Buying Municipal Bonds Pros and Cons

Buying Municipal BondsMunicipal bonds are debt papers issued by local governments that include cities and counties. They are used to raise money for local projects such as streets and highways, hospitals, public housing and schools. Buying municipal bonds includes purchasing a bond in return for payments on a scheduled rate of interest. Interest is paid over a period of time that can range from just a few months to over thirty years. Once the bond matures, the investor is paid the face value of the bond. Consider buying municipal bonds that pay either from general obligation funds based on the credit of the issuer, revenue bonds paid from utilities or customers, or assessment bonds that are paid from tax assessments.

Pros

The pros to investing in mutual bonds include no federal, state or local taxes. If you purchase municipal bonds through a mutual fund or ETF you can reinvest bond income and gain greater financial growth. These types of tax free municipal bonds are generally investments in municipal development projects. The municipal bond market has lower volatility than stocks or fixed income assets. Munies are very safe avenues of revenue and do provide a better return on invested monies than treasury bonds or FCIC insured accounts. Buying municipal bonds gives an investor a highly liquid asset that is traded on the secondary market. If you need cash for investment purposes or an emergency, you can access the capital from a municipal bond easily and without a tax penalty.

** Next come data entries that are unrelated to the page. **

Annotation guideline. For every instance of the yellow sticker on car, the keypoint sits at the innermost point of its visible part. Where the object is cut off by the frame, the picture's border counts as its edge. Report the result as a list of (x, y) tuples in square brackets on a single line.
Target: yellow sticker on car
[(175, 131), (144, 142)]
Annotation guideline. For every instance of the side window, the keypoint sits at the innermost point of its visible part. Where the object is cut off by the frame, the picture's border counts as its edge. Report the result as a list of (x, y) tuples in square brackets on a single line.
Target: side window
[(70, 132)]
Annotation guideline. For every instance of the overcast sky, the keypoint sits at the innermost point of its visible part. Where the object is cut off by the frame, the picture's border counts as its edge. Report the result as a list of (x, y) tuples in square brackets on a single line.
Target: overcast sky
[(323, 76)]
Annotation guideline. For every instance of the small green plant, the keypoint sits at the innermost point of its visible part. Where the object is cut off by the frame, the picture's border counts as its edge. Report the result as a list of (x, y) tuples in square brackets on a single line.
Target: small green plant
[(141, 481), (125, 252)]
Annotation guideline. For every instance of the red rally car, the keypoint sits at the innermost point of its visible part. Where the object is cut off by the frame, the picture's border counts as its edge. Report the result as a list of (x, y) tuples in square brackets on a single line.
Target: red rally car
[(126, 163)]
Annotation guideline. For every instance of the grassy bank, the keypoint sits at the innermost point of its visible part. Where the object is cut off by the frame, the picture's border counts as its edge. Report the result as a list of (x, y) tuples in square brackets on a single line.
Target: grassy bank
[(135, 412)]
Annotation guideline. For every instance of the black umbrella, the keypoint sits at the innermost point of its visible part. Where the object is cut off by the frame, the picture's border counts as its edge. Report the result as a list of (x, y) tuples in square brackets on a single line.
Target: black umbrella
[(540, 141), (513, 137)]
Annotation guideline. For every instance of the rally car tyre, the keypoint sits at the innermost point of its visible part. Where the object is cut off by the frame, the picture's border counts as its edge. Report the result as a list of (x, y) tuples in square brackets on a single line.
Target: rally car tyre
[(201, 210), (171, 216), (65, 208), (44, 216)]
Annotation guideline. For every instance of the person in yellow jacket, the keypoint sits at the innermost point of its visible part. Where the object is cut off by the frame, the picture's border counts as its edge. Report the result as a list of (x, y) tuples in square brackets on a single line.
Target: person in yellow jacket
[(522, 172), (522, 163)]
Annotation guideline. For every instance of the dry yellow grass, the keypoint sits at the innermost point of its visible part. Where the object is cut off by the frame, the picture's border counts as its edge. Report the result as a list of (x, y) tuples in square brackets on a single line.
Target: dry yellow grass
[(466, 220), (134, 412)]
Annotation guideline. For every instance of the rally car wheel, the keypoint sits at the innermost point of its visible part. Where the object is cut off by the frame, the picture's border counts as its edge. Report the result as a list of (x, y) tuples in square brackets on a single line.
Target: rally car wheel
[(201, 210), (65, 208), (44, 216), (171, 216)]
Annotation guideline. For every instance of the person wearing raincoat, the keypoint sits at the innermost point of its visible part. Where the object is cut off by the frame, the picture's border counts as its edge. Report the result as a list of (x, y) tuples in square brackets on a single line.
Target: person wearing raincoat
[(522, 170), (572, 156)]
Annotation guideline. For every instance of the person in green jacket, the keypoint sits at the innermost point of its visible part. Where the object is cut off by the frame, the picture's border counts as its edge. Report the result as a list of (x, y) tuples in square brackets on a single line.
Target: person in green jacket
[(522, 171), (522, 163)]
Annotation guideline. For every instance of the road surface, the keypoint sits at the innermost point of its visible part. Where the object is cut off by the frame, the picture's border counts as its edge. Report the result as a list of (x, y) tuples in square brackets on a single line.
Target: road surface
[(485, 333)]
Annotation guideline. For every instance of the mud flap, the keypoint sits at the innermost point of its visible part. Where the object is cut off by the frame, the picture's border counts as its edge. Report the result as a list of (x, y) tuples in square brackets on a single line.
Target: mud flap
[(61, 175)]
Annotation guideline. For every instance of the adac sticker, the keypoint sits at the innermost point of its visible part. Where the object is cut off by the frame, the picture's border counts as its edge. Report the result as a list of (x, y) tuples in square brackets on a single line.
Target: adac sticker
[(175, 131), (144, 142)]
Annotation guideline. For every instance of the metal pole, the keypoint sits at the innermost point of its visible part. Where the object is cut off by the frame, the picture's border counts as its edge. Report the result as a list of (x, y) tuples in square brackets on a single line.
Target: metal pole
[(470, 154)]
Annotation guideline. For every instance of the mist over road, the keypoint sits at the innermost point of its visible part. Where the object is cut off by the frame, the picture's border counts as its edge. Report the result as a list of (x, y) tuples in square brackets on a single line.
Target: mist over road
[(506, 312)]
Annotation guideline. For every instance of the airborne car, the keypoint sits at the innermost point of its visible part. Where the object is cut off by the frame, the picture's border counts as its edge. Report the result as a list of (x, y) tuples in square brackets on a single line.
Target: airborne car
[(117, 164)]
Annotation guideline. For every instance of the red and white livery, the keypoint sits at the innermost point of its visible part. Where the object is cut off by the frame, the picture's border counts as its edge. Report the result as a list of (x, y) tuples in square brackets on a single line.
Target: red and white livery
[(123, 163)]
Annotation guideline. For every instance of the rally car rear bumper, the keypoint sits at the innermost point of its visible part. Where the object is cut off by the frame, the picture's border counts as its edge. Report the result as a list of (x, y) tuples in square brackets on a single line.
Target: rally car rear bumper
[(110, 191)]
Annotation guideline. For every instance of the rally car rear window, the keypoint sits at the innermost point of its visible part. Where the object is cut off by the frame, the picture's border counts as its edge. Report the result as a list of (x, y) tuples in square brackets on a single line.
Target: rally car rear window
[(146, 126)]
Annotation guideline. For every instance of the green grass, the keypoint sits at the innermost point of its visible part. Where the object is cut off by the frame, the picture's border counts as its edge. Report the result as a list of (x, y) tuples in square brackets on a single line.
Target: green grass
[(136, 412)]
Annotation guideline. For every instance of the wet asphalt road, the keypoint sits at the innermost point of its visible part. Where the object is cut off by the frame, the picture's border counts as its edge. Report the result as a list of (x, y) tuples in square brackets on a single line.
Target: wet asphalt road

You can invest in municipal bonds directly, buy municipal bonds online through a bond fund, or have your banker or broker purchase municipal bonds for you. Ensure that you know what bonds you are purchasing, the general obligations, revenue and assessments in order to determine the exact term and yields. If you are in a low tax bracket, buying municipal bonds may not be the right investment for you.

Cons

Municipal bond interest rates are dependent on the current interest rate market. If interest rates go up, municipal bonds will lose value. You purchase municipal bonds at a discount rate depending on the interest rate. If you hold the bonds until they mature, this will not be a problem, but if you have to cash out your bonds at a lower interest rate, you may lose money. A second consideration when purchasing municipal bonds for your investment packet concerns; bond yields do not beat inflation. If you are investing in municipal bonds for current income you will be okay, but if you are investing for long-term growth consider that municipal bonds are highly conservative and yields are low. The money you use in buying municipal bonds may not be worth as much in a few years as it is now. Thirdly, municipal bonds carry a risk of default and loss of capital. There is always the chance, as with any investment, that the issuing municipality could fail to pay on its obligations, go bankrupt or stop the community project. If this happens, you will lose both your primary investment as well as future interest payments. Ask your broker about insured municipal bonds that will give you piece of mind in case of severe economic downturns.